TERSEBUTLAH kisah setelah Ki Karang Nio yang kemudian bergelar Sultan Abdullah kembali ke tanah Lebong dari Kerajaan Indrapura, tempat adik bungsunya Putri Serindang Bulan dijadikan permaisuri oleh raja Pagai bernama Setio Barat. Di Lebong Ki Karang Nio dinobatkan jadi raja menggantikan kedudukan ayahandanya Rajo Mawang.
Diceritakan, ayahanda Ki Karang Nio
bernama Rajo Mawang bertahta setelah menggantikan ayahandanya bernama Rajo
megat bergelar Rajo Mudo Gunung Gedang. Sedangkan Rajo Megat menggantikan tahta
dan kedudukan ayahandanya, Biku Sepanjang Jiwo yang dipanggil pulang oleh
kerajaan Mojopahit ke Istana Pagar Ruyung. Rajo Mawang yang menggantikan tahta
ayahandanya Rajo Megat mempunyai 7 orang anak, yaitu Ki Geto, Ki Tago, Ki Ain,
Ki Jenain, Ki Geting, Ki Karang Nio dan Putri Serindang Bulan.

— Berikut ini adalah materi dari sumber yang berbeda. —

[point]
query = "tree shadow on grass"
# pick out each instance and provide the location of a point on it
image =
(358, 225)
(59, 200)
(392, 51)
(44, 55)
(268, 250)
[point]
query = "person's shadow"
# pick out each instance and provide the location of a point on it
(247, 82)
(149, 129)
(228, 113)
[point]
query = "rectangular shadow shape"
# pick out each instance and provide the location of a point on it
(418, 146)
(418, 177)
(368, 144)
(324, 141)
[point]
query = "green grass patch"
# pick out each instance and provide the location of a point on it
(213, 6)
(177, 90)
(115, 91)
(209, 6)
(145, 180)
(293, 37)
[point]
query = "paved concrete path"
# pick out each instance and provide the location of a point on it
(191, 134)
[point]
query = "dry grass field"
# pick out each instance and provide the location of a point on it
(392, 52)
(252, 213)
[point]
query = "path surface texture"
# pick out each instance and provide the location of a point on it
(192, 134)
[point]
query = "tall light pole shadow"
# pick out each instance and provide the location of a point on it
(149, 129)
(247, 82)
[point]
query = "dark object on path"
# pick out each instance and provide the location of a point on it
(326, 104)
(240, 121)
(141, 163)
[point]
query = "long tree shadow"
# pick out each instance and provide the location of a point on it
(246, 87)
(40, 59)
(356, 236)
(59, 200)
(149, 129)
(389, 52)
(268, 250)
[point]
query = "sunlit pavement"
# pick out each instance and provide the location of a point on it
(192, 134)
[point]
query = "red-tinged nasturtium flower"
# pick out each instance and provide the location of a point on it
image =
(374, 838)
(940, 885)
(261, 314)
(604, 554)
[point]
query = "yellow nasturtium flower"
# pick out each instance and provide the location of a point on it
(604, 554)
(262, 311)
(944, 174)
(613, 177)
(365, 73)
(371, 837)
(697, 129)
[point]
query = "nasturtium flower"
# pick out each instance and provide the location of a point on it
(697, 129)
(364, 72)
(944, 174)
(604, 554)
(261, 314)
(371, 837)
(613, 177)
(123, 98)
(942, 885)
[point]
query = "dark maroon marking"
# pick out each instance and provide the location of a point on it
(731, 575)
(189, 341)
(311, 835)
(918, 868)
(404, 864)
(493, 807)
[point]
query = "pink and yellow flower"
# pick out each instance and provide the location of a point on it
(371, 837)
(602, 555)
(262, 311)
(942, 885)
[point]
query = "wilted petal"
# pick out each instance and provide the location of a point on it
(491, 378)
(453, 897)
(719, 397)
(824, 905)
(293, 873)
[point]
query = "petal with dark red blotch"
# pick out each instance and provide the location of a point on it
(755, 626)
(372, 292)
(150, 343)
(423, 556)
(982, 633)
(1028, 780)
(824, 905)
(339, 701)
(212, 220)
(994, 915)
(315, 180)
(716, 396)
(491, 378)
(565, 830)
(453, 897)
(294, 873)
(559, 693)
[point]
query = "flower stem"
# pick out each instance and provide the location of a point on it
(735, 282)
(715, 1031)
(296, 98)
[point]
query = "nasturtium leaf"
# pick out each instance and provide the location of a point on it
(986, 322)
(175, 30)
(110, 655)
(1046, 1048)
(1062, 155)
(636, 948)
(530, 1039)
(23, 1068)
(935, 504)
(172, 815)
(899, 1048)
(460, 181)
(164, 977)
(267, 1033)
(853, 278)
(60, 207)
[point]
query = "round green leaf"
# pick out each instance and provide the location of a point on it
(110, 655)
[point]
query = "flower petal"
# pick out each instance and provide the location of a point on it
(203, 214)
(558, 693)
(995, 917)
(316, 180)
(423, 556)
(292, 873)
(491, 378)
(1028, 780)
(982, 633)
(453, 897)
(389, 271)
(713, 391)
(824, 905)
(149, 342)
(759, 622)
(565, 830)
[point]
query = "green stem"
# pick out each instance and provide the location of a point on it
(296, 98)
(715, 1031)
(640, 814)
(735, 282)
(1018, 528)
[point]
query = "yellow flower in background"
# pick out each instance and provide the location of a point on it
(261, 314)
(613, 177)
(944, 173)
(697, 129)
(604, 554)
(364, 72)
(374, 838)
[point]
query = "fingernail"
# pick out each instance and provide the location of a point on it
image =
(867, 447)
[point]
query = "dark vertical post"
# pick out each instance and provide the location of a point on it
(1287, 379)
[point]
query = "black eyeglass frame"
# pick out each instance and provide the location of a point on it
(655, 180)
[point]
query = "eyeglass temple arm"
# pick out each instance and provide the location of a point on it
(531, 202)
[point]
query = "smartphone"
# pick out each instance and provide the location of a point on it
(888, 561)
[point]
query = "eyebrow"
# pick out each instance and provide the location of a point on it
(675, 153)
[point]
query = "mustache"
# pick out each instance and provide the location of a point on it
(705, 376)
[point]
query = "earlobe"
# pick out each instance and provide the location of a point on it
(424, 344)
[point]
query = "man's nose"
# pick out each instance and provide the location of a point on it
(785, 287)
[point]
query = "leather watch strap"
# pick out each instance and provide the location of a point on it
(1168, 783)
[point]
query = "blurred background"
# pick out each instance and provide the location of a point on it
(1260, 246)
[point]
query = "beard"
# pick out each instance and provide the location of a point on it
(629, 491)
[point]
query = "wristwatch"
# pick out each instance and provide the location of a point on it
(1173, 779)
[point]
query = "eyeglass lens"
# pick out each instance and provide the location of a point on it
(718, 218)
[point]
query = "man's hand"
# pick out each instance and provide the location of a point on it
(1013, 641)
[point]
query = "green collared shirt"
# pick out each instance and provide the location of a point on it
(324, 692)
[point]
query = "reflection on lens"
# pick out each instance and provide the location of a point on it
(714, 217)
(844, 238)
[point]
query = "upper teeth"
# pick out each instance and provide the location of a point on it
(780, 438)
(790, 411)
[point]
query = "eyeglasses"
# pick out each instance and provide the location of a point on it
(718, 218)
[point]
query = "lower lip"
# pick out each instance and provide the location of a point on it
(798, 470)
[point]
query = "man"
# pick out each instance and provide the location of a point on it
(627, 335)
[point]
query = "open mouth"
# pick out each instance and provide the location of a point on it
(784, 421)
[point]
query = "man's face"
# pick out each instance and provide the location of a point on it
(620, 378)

Ki Karang Nio sebagai raja di Ulau
Dues, Lebong —dekat Muara Aman sekarang, dikarunia dua orang anak masing-masing
Ki Pati dan Ki Pandan. Pada waktu Ki Pati dan Ki Pandan masih kecil,
keluarganya menerima kiriman dari Putri Serindang Bulan yang bergelar Sebei
Lebong berupa bokoa iben ( tempat
sirih ) berisi dua sabok (
selendang). Satu selendang sutera yang
sudah buruk berisi buah berukuran kecil bernama buah aman dengan rasanya sangat manis. Sedangkan sabok lainnya yang
masih baru berisi buah abo yang
berukuran besar. Tapi, rasanya masam.
Adapun bokoa iben yang dikirim Sebei
Lebong dari kerajaan Indrapura yang menguasai pulau Pagai di muara Bioa Ketawen
( air Ketahun )—yang sekarang berada di Bengkulu Utara adalah barang bawaan
Sebei Lebong alias Putri Serindang Bulan saat ia hendak dibunuh oleh
saudara-saudaranya. Pada waktu menerima kiriman Putri Serindang Bulan, Ki
Karang Nio memanggil dua putranya, Ki Pati alias Rio Patai dan adiknya Ki
Pandan alias Tuan Rajo.
Kenapa Ki Karang Nio tidak memanggil
dua putrinya bernama Putri Jinar Anum dan Putri Batang Hari? Itu semua
dilakukan oleh raja Ki Karang Nio berdasarkan, bahwa tahta kerajaan pada suatu
saat nanti akan diserahkan kepada salah satu di antara putra mahkota; Ki Pati
dan Ki Pandan. Dengan demikian Putri Jinar Anum dan Putri Batang Hari tidak
dipanggil menghadap.
Setelah kedua putranya yang masih
kecil itu menghadap, berkatalah Ki Karang Nio dengan suara pelan, tapi
berwibawa.
“ Hal
anandaku berdua. Tahukah ananda dipanggil menghadap?” kata Ki Karang Nio kepada
kedua putranya. Tentu saja, kedua putra raja Ki Karang Nio itu tak tahu menahu,
apalagi soal kerajaan. Keduanya hanya menatap ayahandanya tanpa berkedip.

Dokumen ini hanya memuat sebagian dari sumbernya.